Professor Harding’s advocacy for JCU’s powerful tropical agenda and point of difference, led to the State of the Tropics project, bringing together a consortium of 11 research institutions across the Tropics. As Convenor of the project, Professor Harding shared the stage at the launch of the landmark 2014 State of the Tropics Report with Nobel Peace Prize laureate Aung San Suu Kyi.
The Australian Government, recognising the importance of the Report, led efforts to establish an International Day of the Tropics. Professor Harding played a central role, working with the Australian Government to successfully build international support for the campaign. In June 2016, the United Nations decided that an International Day of the Tropics will be celebrated every year on 29 June, on the anniversary of the launch of the inaugural State of the Tropics report.
“An important manifestation of JCU’s commitment to the Tropics beyond Australian shores has been our growing presence in Singapore. During Sandra’s time at the helm, James Cook University’s campus in Singapore has also seen an almost four-fold increase in size, with now over 3,700 students,” Mr Tweddell said.
“JCU Singapore is the first and only Australian educational institution in Singapore to achieve solely Australian-owned branch campus status. Sandra’s understanding of the Singapore Government’s public policies has contributed directly to this achievement. It was also the first such institution to be awarded Edutrust Star status, the highest level of quality assurance in Singapore.”
Professor Harding’s input into the creation of the New Colombo Plan which gives Australian students the opportunity to study in Asia, reversing the original Colombo Plan which focused on educating international students in Australia, is another example of her ability to provide high-level strategic advice and guidance to the Australian Government on the importance and impact of the international higher education and engagement with the Asia Pacific region more broadly.
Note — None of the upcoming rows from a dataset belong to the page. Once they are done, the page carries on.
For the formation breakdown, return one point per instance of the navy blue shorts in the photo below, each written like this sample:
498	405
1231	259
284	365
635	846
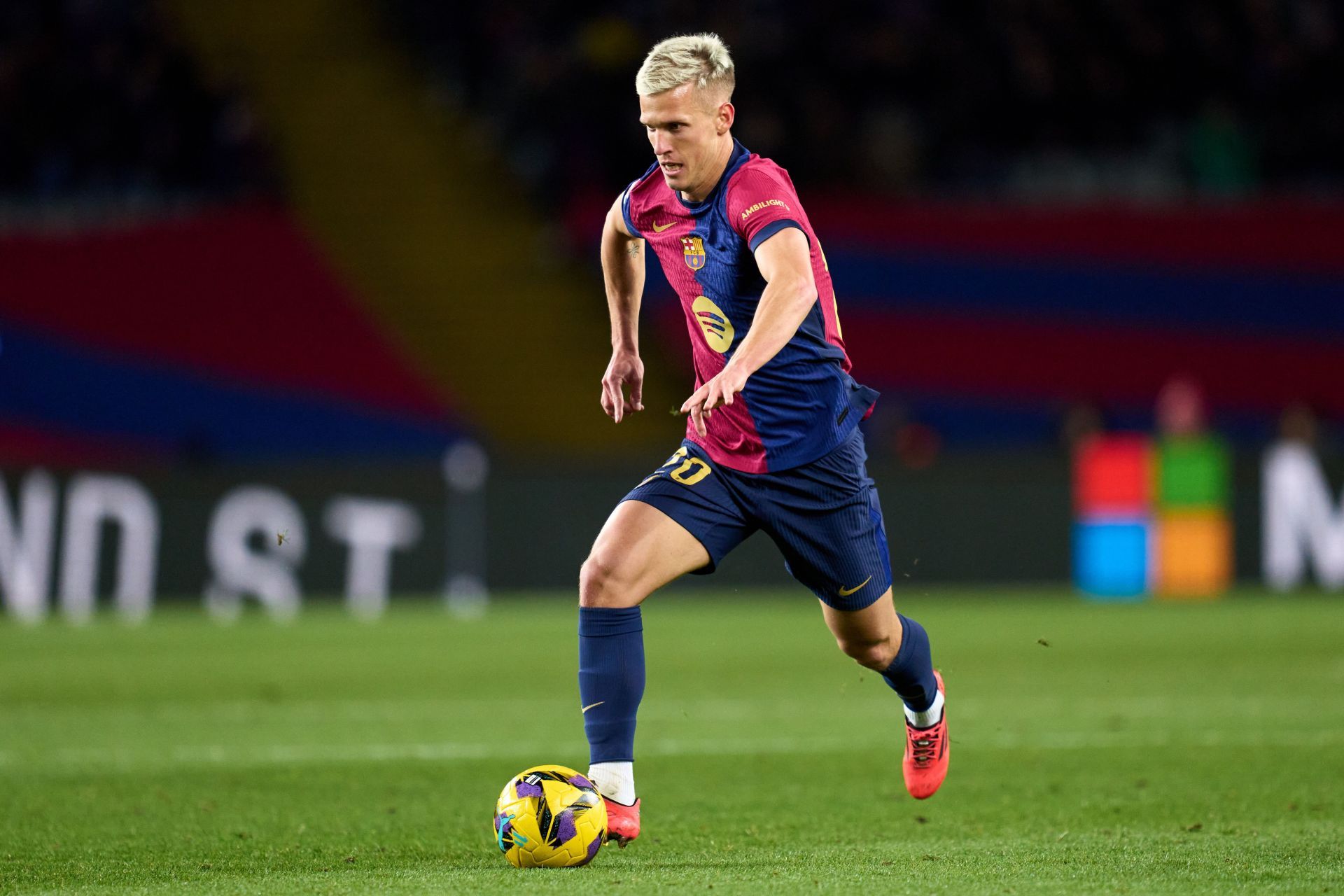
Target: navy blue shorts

During her time as Vice Chancellor she also served as Chair Universities Australia 2013-2015, the first regionally-based Vice Chancellor to be elected to that position, and as Chair of the Innovative Research Universities group over several years. She currently chairs the Queensland Vice Chancellors Committee.
“To all that she undertakes, Sandra brings not just professional skills of the very highest order but also outstanding personal attributes: exemplary ethical standards and integrity, and leadership,” Mr Tweddell said. “Her ability to reconnect staff, students and the broader community with the history and contribution the JCU has made over its 50-year history has been an important element of her leadership. Her ability to engage government and industry on the importance of northern Queensland and the Tropics has been a clear feature of her time as Vice Chancellor.”
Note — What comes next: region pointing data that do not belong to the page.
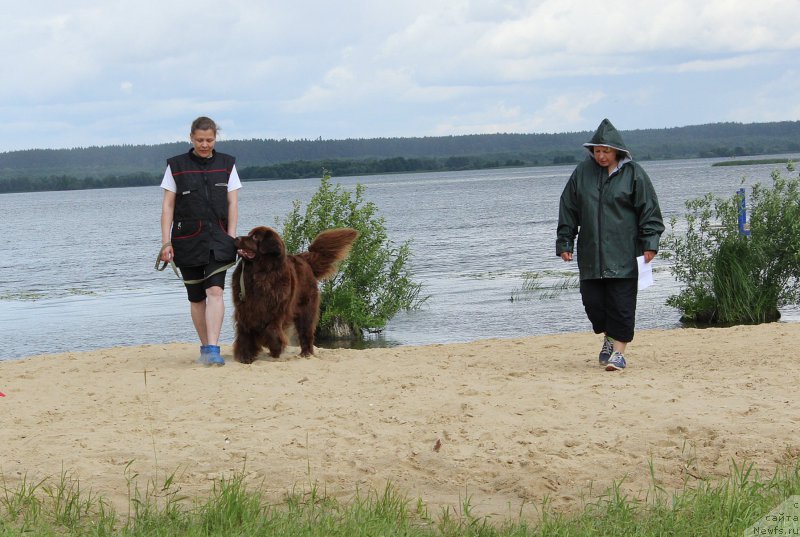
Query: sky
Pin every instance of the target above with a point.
(83, 73)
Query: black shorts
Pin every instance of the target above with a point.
(197, 291)
(610, 304)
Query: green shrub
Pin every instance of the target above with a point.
(374, 282)
(729, 278)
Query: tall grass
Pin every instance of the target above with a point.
(61, 507)
(730, 277)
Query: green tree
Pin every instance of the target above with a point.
(374, 282)
(732, 278)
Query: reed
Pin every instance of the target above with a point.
(700, 507)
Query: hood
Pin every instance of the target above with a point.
(608, 135)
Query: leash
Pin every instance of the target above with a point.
(171, 263)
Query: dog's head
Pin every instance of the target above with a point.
(262, 241)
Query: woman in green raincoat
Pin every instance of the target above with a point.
(610, 205)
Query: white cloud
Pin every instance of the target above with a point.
(361, 68)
Professor Harding’s achievements were recognised in 2019 by her appointment as an Officer in the General Division of the Order of Australia for her distinguished service to education at the national and international level, and to the community of Queensland.
Over the next 12 months, Professor Harding will continue to deliver on the ambitious program of work that is before the University in managing the impacts of COVID-19 and supporting and promoting the economic growth and development of the region.
Mr Tweddell said Professor Harding’s decision to advise him so far in advance of her planned departure was a characteristically thoughtful one, which will ensure the University has adequate time to find the next Vice Chancellor and achieve a smooth transition.